Найра стянула края раны Хоуохкэна с помощью иглы дикобраза и волос Натта, а потом попросила дочь положить свои ладони вокруг раны на его грудь, пока готовила отвар с ядом кураре. Разомкнула губы Хоуохкэна обсидиановым ножом и влила в него целительную смесь по капле. Когда Найра хотела сменить Натта у тела мальчишки, та не уступила. Тогда Найра накрыла руки дочери своими руками и стала просить духов ниспослать мальчику силы справиться с ранением.

Натта не могла уйти от Хоуохкэна не только потому что он спас ей жизнь. Как только он появился в их стойбище, он сразу начал оказывать ей знаки внимания. Её это и забавляло, и сердило – ему двенадцать, ей шестнадцать, она уже три года как была женщиной, ему ещё два года до того, как его посвятят в мужчины. И льстило – никто до сих пор с такой любовью не смотрел на неё. В лучшем случае ею интересовались, как дочерью вождя. Она отчаянно завидовала внешности старшего брата, похожего на красавицу-мать, и люто ненавидела своё топорно вытесанное лицо, хотя отца, на которого она была похожа как две капли воды, считала писаным красавцем. Поступок Хоуохкэна потряс её до глубины души. Ей почему-то казалось, что если она не покинет его ни на миг, то силой своей любви сможет удержать его душу на грани, а тело вернуть к жизни. Да, она полюбила Хоуохкэна, сама не заметив когда, но поняла это только сегодня, когда он свалился к её ногам с пулей в сердце, предназначенной ей.

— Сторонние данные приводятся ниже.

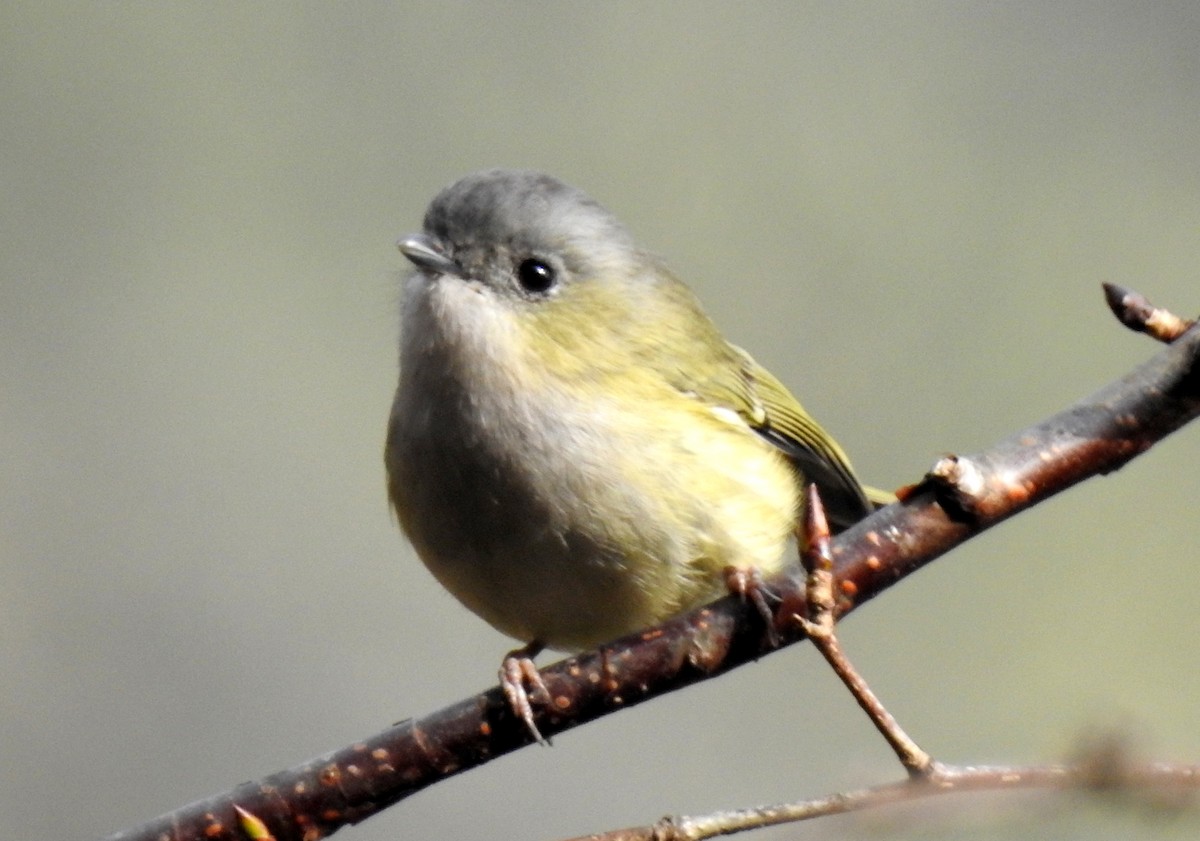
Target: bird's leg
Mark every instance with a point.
(747, 582)
(523, 686)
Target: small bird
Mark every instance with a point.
(575, 451)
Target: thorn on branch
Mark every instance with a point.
(1135, 311)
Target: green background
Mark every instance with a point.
(905, 210)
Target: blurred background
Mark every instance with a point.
(905, 210)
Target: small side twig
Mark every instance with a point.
(820, 625)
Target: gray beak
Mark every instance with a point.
(426, 254)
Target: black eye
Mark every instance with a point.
(535, 275)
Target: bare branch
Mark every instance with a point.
(961, 498)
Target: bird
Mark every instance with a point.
(574, 449)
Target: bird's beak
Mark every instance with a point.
(427, 256)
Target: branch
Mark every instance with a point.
(963, 497)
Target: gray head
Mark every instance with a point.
(519, 232)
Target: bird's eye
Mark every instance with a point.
(535, 275)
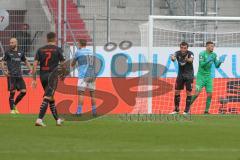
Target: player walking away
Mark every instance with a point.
(12, 59)
(204, 79)
(86, 77)
(49, 57)
(185, 76)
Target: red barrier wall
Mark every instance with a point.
(118, 95)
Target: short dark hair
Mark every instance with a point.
(183, 44)
(209, 42)
(51, 36)
(82, 42)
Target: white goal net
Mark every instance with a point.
(162, 36)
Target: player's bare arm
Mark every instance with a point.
(34, 74)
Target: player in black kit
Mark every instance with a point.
(185, 76)
(12, 59)
(49, 57)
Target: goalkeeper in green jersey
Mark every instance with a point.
(204, 79)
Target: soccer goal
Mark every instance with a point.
(162, 36)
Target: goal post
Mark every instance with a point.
(164, 34)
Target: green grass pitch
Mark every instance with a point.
(109, 137)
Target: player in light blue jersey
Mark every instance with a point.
(86, 75)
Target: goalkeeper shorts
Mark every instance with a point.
(83, 85)
(204, 81)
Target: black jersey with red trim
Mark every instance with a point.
(49, 57)
(13, 60)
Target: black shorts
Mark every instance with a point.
(16, 83)
(49, 84)
(181, 82)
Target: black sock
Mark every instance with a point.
(53, 109)
(188, 103)
(20, 97)
(43, 108)
(176, 102)
(11, 100)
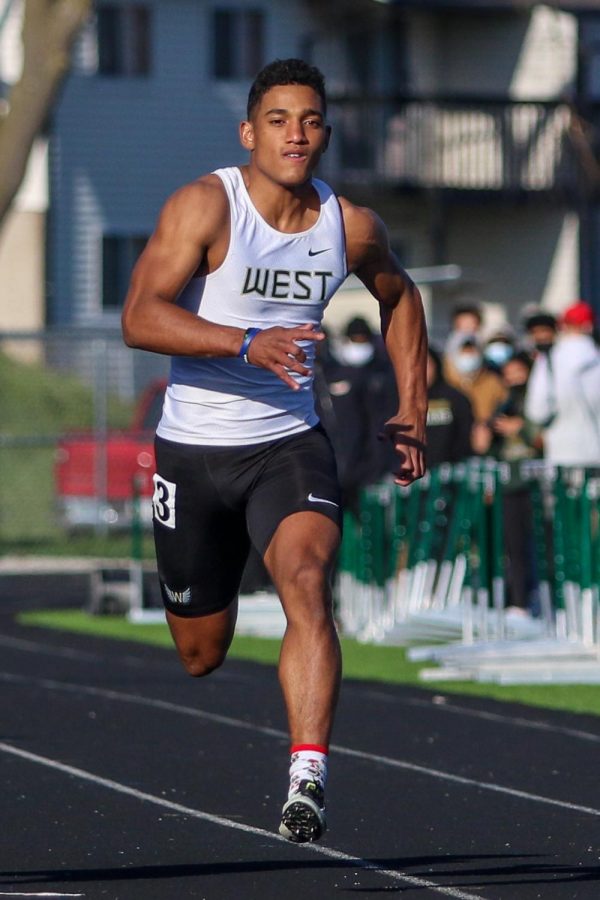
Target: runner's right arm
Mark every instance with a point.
(192, 237)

Усилия двух женщин, не сомкнувших глаз этой ночью, не прошли даром. К утру кровь прекратила вытекать из раны. Хоуохкэн был ещё жив, но лежал без сознания.

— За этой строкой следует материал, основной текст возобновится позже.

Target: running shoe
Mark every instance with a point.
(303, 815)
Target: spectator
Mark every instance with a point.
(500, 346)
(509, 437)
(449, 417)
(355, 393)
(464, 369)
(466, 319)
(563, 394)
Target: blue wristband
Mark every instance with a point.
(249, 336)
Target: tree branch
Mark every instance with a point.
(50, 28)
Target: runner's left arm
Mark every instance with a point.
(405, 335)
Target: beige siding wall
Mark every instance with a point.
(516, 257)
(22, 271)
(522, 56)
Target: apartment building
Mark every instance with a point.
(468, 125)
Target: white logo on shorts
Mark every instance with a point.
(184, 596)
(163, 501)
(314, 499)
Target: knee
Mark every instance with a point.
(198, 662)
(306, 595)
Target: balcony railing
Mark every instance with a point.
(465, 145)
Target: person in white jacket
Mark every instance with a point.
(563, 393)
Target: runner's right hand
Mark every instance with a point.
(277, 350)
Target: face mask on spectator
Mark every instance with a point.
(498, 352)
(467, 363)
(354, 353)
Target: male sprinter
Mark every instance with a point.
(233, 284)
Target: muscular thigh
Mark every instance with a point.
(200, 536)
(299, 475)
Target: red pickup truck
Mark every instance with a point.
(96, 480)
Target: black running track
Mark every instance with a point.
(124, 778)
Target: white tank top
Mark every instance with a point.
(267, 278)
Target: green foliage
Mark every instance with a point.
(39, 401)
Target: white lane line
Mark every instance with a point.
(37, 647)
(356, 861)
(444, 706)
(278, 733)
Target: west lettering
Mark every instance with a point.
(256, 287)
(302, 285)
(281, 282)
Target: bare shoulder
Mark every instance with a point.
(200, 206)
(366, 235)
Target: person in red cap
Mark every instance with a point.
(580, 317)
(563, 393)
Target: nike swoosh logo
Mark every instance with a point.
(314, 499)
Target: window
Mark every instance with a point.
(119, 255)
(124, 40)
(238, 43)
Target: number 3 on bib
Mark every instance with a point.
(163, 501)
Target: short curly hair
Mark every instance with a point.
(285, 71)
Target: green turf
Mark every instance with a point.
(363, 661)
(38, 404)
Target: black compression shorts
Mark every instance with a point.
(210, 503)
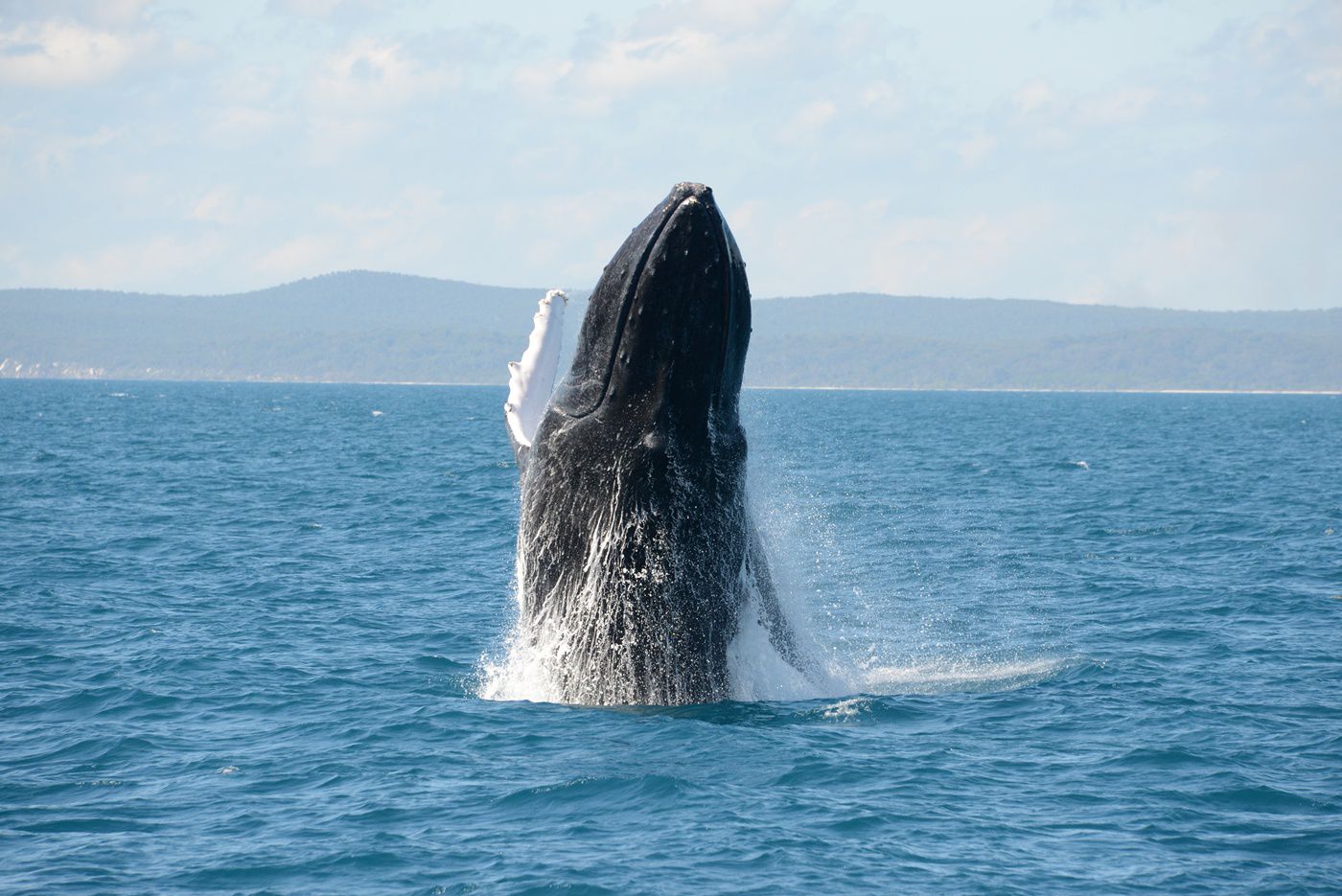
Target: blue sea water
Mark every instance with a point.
(1080, 643)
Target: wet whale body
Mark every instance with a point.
(636, 550)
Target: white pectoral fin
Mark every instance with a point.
(532, 379)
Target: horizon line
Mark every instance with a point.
(581, 292)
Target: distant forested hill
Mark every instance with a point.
(364, 326)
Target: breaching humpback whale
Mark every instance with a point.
(636, 550)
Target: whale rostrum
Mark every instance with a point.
(636, 550)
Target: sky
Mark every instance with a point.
(1133, 151)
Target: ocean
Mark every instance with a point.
(251, 641)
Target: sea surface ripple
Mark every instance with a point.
(1083, 643)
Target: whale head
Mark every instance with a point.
(664, 338)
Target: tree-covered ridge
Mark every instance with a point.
(365, 326)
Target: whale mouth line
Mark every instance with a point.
(627, 305)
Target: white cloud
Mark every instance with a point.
(57, 150)
(975, 150)
(151, 264)
(1116, 107)
(63, 54)
(301, 257)
(808, 120)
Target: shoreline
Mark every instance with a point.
(503, 386)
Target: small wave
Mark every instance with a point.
(966, 677)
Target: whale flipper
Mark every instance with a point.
(532, 379)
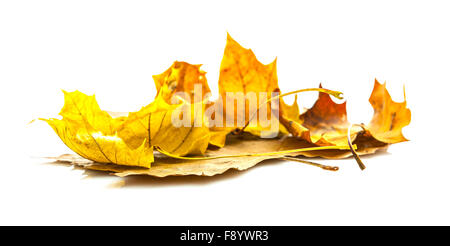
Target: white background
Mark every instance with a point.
(112, 48)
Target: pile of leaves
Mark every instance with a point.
(147, 143)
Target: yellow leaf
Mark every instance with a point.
(92, 133)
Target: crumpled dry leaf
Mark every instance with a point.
(124, 144)
(92, 133)
(95, 135)
(389, 117)
(180, 79)
(325, 123)
(240, 71)
(166, 166)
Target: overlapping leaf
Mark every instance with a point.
(125, 145)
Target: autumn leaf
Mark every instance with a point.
(325, 123)
(167, 166)
(389, 117)
(92, 133)
(131, 143)
(95, 135)
(241, 72)
(181, 78)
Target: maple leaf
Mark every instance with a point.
(92, 133)
(240, 71)
(325, 123)
(217, 160)
(389, 117)
(124, 145)
(181, 78)
(95, 135)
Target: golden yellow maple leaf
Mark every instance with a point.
(95, 135)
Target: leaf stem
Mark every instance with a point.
(254, 154)
(355, 155)
(325, 167)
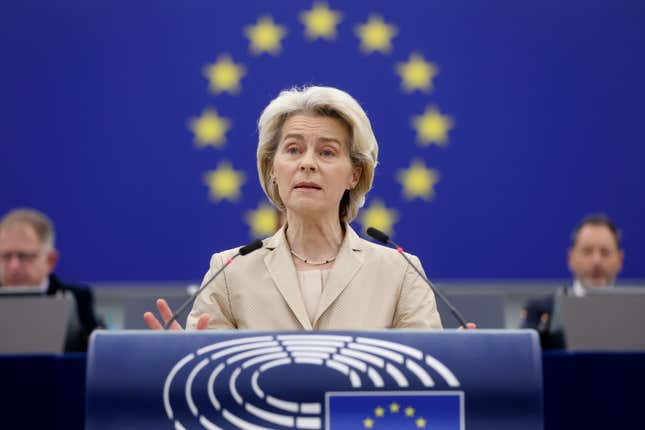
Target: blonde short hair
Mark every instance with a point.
(42, 225)
(327, 102)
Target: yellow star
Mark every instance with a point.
(209, 128)
(432, 127)
(320, 21)
(224, 75)
(418, 181)
(375, 35)
(224, 182)
(417, 73)
(265, 36)
(379, 217)
(263, 220)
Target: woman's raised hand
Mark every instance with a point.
(166, 314)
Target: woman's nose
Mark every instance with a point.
(308, 161)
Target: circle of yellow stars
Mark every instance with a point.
(321, 22)
(394, 408)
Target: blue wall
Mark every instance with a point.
(547, 101)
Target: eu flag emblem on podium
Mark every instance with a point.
(436, 410)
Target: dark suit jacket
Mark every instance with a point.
(538, 315)
(84, 320)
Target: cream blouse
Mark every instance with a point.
(312, 283)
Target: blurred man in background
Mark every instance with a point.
(595, 258)
(28, 258)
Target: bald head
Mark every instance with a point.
(27, 254)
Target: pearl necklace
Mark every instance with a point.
(313, 262)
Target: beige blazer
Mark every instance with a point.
(369, 287)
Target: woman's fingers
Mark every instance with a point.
(152, 321)
(202, 322)
(166, 314)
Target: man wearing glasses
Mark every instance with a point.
(28, 258)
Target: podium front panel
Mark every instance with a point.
(414, 379)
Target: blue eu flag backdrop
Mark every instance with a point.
(500, 124)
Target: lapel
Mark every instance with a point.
(283, 272)
(347, 264)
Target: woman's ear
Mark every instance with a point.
(356, 176)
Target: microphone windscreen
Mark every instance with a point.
(247, 249)
(378, 235)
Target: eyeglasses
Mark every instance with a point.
(23, 257)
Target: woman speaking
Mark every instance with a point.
(316, 157)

Не мог заснуть и Нэпэйшни, очарованный небесным созданием невиданной красоты. Его любовь к Анпэйту, так он её назвал, – «сияющая», не смогла бы убить даже пуля, если бы она попала, как и целилась, в него.

Не могла сомкнуть глаз и Дори3. Так на самом деле звали певичку и по совместительству шлюшку из салона «У Китти» Форти-Майла, а в прошлом – примерную дочь уважаемого семейства и прилежную школьницу из Кентербери, по воле злого рока, а, вернее, по собственной глупости, перебравшейся из Старого Света в Новый. И заснуть она не могла не потому что её мучили воспоминания о сегодняшнем ужасном дне (в конце концов, этот день был не на много хуже предыдущих), а просто потому что ей было элементарно холодно. Когда её затащили в это варварское жилище, то кинули только тряпицу, в которую её закатали Гэлл4 с друзьями.

Так она и сидела без сна, пока вход в хоган бесшумно не приоткрылся, и кто-то бесплотной тенью проскользнул в него. Дори ничуточки не испугалась. Она так в свои пятнадцать лет устала от жизни, что и в её душе, и в голове образовалась звенящая пустота. Вот и хорошо, что так, в темноте, она закончит своё земное существование. Может быть там, в потустороннем мире, рядом с Богом, ей будет, наконец, тепло, сытно и спокойно? Но, вопреки ожидаемой неминуемой смерти, ей на плечи опустилось тёплое одеяло, в которое она тотчас завернулась и тут же заснула сном младенца.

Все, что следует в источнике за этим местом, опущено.